Currently, I am affiliated with the ERC-funded DenCity project, where I collaborate with colleagues in exploring various ways that people perceive, experience, operate, and engage with urban density and intensity. Sharing this broad inquiry, my postdoctoral project is developed around two sets of concern: (i) on Vertical Density.This thread is partially informed from my PhD research on the making of urban verticality. I will further expand the scope of comparison into vertical dwellings in Hong Kong and Mumbai. (ii) on Exchange Intensity.
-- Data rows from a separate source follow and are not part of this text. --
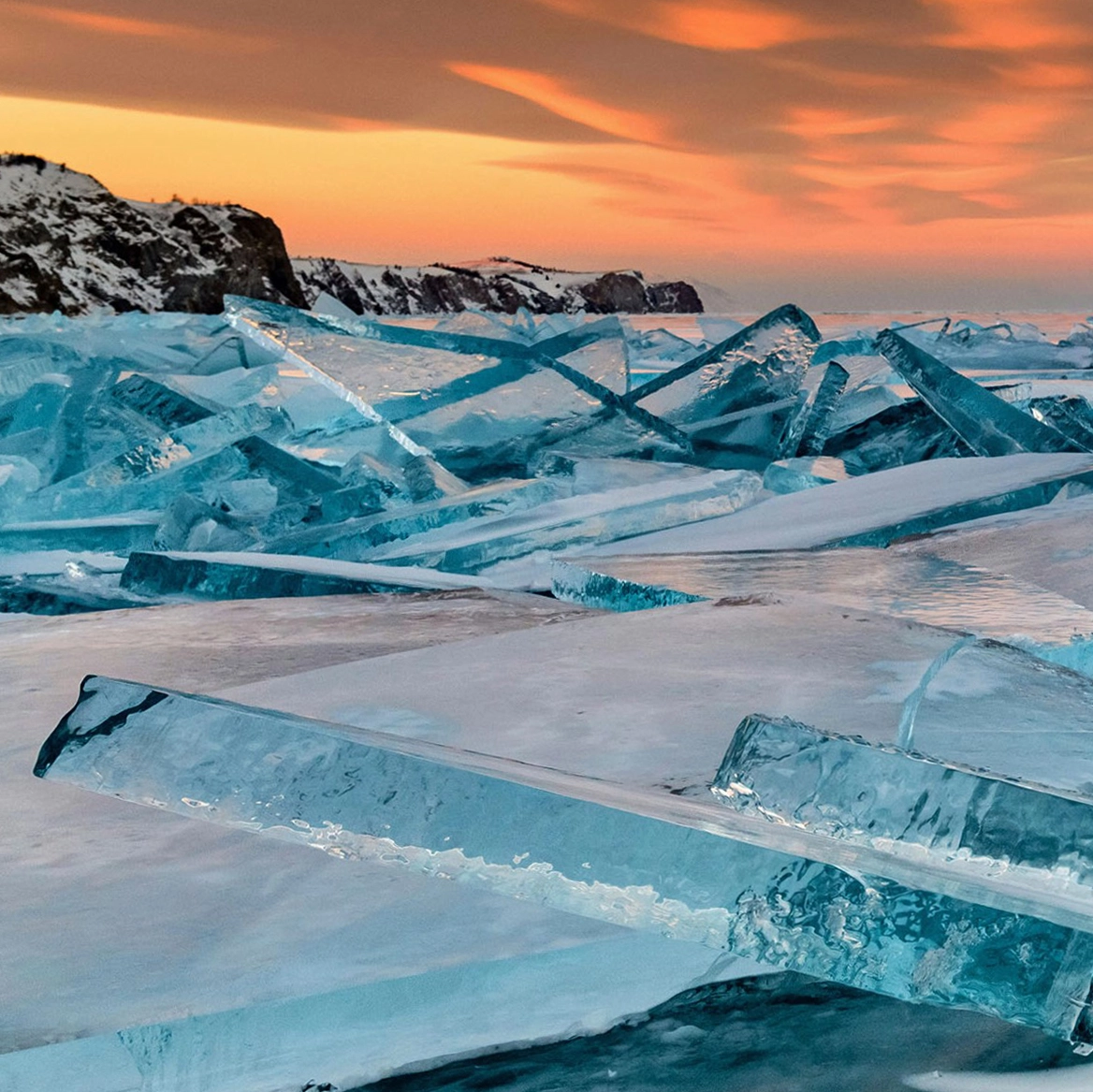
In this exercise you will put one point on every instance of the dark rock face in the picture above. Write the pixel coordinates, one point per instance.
(68, 244)
(499, 284)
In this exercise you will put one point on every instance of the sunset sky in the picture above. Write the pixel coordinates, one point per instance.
(843, 153)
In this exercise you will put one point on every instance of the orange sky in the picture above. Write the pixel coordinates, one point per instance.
(845, 153)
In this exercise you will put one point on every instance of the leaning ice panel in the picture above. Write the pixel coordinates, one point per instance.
(763, 363)
(1049, 546)
(987, 423)
(576, 521)
(689, 870)
(879, 794)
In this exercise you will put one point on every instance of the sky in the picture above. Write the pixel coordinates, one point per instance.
(847, 154)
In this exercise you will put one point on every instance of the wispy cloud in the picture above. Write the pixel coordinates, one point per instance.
(722, 25)
(124, 26)
(553, 95)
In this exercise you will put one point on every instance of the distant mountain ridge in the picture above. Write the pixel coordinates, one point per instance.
(499, 284)
(68, 244)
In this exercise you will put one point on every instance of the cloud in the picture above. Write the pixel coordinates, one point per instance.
(724, 25)
(124, 26)
(806, 110)
(1008, 25)
(553, 95)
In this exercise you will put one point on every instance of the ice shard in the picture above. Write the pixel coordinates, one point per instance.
(157, 402)
(355, 539)
(110, 533)
(817, 424)
(690, 870)
(374, 434)
(879, 794)
(897, 435)
(792, 475)
(765, 362)
(1048, 546)
(988, 424)
(226, 575)
(148, 493)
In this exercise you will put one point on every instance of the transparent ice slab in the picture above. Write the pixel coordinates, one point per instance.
(160, 403)
(135, 531)
(811, 424)
(1049, 546)
(898, 435)
(878, 794)
(353, 1037)
(918, 586)
(226, 575)
(988, 424)
(153, 492)
(687, 869)
(877, 508)
(168, 453)
(765, 362)
(577, 521)
(375, 436)
(967, 345)
(164, 918)
(356, 539)
(792, 475)
(496, 433)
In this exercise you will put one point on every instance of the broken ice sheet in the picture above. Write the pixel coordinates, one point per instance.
(261, 983)
(684, 868)
(989, 426)
(763, 363)
(496, 433)
(878, 794)
(877, 508)
(576, 521)
(1049, 546)
(967, 344)
(355, 539)
(904, 585)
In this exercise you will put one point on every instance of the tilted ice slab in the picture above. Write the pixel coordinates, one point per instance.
(226, 575)
(377, 437)
(609, 714)
(877, 794)
(765, 362)
(905, 585)
(576, 521)
(491, 403)
(987, 423)
(348, 1038)
(231, 964)
(649, 860)
(353, 539)
(876, 508)
(1051, 546)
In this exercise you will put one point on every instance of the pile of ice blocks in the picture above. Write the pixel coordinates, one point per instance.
(856, 742)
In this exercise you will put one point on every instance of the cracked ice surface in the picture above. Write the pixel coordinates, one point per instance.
(552, 838)
(914, 587)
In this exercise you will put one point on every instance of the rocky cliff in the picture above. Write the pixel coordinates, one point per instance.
(500, 284)
(68, 244)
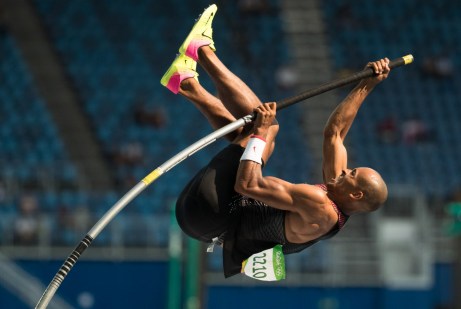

This thread explores the historical dynamics and urban politics of informal markets, especially the market exchange as the formal and informal processes, and their local ecologies in Hong Kong and Mumbai. 

In brief, my research offers an interconnected genesis – urban air rights - to develop relational understanding across various urban domains – such as housing, infrastructure, urban finance, and historical conservation. This contributes to a novel approach for rethinking how the socio-cultural transformations of urban accumulation regime (i.e. urban financialization) take place differently from the established Anglo-American empirics. This also informs my longstanding concerns on how to better understanding the urban dispossession politics in East Asia and beyond.

I work collaboratively with people from Taiwan Alliance of Anti-Forced Eviction (2013-present). Prior to completing my PhD in Durham, I acquired the PhD candidate at the Graduate Institute of Building and Planning, National Taiwan University (2011-2014), volunteered with Taiwan Alliance for Victims of Urban Renewal (2010-2014); and worked with Asian Regional Exchanges for New Alternatives based in South Korea (2008-2010).